Rep. Paula Stark’s move to be placed on the ballot to retain her District 47 seat was rejected by a Leon County court Wednesday, News Service of Florida reports.
At a hearing held Wednesday morning, Judge Joshua Hawks of the Second Judicial Circuit believed the five state elections officials working in the hour before the deadline that if they had received all of the required paperwork, they would’ve stamped it on June 12, the deadline for candidates to qualify to be on the ballot, the day Stark and campaign treasurer Joel Davis took paperwork to Tallahassee to turn in.
The five employees with the Florida Department of State's Division of Elections who were processing paperwork delivered by candidates on June 12 filed affidavits as part of the a court case filed by Stark to get her name on the ballot, saying they stamped all paperwork that came in that day.
"Staff at the counter were instructed to, beginning at 11:30 am that day, prioritize receiving and timestamping in all items handed to us and to not provide courtesy reviews of the items so that all timely submissions could be timestamped before the deadline," one of the affidavits read.
Stark's application to qualify for the ballot was rejected for the lack of a financial disclosure form, which Davis says was submitted to Division of Election officials before the noon June 12 deadline. But Judge Hawks didn’t credit that testimony, believing instead the five officials working in the hour before the deadline that if they had received the paperwork, they would’ve stamped it; no such stamped copy of Stark’s financial disclosure form, known as Form 6, was presented to the court.
“Given the Court’s adverse credibility determination regarding (Stark’s) only witness, (Stark) has not established a clear legal right for the Respondents to perform a ministerial duty,” Hawkes wrote. “The Court does not credit the story of DOE staff immediately returning the Form 6, the Form 6 was not turned in before the noon deadline, and (Stark) did not show that she qualified for HD47.”
Hawkes gave Stark seven days to file evidence showing why her petition shouldn’t be dismissed, but otherwise his order leaves her off the ballot. If the order stands, it would mean Democrats flip the district, which covers a sliver of Orange County south of State Road 417 and the Florida Turnpike, and a swathe of Osceola County that includes St. Cloud and Buenaventura Lakes.
Neither Stark or Davis have returned calls or texts for comment as of midday Thursday.

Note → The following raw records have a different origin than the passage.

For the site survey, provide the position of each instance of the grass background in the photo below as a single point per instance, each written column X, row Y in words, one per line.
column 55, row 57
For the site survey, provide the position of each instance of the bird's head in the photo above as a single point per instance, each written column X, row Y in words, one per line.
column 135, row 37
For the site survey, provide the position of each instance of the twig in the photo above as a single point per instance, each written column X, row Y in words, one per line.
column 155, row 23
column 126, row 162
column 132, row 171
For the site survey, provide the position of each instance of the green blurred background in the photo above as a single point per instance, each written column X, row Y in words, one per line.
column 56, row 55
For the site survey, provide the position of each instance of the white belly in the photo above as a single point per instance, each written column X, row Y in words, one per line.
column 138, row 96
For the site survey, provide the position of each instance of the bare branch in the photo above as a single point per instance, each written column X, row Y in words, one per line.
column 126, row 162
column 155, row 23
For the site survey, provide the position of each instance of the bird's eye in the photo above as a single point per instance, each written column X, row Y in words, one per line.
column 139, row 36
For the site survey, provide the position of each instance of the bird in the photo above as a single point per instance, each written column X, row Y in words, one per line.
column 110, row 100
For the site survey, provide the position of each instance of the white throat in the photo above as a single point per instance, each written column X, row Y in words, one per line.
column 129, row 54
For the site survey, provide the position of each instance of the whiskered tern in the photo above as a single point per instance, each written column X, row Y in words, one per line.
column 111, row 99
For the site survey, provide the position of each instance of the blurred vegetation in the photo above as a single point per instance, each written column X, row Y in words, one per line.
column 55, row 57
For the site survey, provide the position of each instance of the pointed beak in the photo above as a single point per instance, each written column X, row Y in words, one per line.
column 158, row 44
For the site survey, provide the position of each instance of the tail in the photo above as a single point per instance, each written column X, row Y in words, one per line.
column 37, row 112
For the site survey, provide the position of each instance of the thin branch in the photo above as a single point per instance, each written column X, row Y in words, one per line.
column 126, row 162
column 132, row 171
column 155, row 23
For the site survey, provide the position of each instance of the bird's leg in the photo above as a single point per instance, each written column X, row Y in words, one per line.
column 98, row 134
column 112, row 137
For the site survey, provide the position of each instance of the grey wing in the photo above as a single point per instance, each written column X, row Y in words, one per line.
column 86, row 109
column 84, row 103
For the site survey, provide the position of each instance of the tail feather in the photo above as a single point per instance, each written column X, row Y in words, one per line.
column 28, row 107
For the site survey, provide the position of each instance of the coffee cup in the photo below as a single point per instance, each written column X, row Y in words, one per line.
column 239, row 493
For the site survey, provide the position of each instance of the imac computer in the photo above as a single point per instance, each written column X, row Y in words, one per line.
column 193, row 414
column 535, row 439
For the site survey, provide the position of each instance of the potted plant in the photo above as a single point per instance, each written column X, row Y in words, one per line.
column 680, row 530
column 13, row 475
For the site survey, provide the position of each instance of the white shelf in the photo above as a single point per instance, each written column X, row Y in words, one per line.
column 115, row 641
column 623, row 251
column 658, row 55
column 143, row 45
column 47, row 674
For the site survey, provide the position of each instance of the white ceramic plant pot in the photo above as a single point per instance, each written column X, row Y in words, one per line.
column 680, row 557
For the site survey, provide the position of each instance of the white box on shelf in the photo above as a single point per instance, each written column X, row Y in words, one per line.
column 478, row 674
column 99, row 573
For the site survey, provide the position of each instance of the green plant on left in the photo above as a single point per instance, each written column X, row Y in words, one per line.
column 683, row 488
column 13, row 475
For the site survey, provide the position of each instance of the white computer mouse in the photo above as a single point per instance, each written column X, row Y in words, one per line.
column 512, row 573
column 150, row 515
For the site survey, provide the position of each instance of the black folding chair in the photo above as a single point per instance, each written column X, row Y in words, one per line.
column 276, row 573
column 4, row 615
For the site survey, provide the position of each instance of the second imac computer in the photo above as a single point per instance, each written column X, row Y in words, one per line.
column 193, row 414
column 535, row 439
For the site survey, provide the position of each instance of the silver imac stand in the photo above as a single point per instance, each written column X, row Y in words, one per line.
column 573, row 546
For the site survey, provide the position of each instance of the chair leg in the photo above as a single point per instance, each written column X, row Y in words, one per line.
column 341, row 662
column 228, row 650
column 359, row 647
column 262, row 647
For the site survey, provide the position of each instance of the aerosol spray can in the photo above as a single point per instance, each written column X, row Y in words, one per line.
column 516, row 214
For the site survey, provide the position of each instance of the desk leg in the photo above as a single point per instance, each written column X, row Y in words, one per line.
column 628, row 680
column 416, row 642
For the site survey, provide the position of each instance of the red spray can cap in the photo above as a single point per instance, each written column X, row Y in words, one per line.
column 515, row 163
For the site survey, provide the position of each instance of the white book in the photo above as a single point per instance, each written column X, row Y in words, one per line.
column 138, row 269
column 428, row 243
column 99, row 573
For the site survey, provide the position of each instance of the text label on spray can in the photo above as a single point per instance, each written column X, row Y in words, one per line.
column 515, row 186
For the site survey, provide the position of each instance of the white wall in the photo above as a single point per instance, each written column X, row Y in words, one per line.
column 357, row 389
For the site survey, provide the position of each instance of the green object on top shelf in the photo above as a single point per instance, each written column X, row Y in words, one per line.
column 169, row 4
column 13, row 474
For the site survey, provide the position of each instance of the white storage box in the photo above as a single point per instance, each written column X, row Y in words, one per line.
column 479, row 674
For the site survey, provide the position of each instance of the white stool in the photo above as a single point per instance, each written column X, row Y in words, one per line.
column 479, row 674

Should this action stand, Democrats Jorge Figueroa and Anthony Nieves will square off in the Democratic primary to see who will replace Stark. With no other candidates qualified for the race, all voters in District 47 regardless of party affiliation will vote in that race in the Aug. 18 "universal primary", when it will be decided. Had Stark been in the race, Figueroa and Nieves would have run in a Democrat-only primary, with the winner facing Stark in the Nov. 3 general election.
Mail-in ballots to overseas military voters have already been mailed, and those going to local voters who've request vote-by-mail ballots are already printed, the Osceola County Supervisor of Elections office said Thursday.
Stark, 69, was first elected to the House in 2022, when she narrowly defeated Nieves by 878 votes out of more than 46,000 cast, or about 1.8 percent. In 2024, Stark defeated Democrat Maria Revelles by 1,246 votes out of more than 77,000 cast, or about 1.6 percent.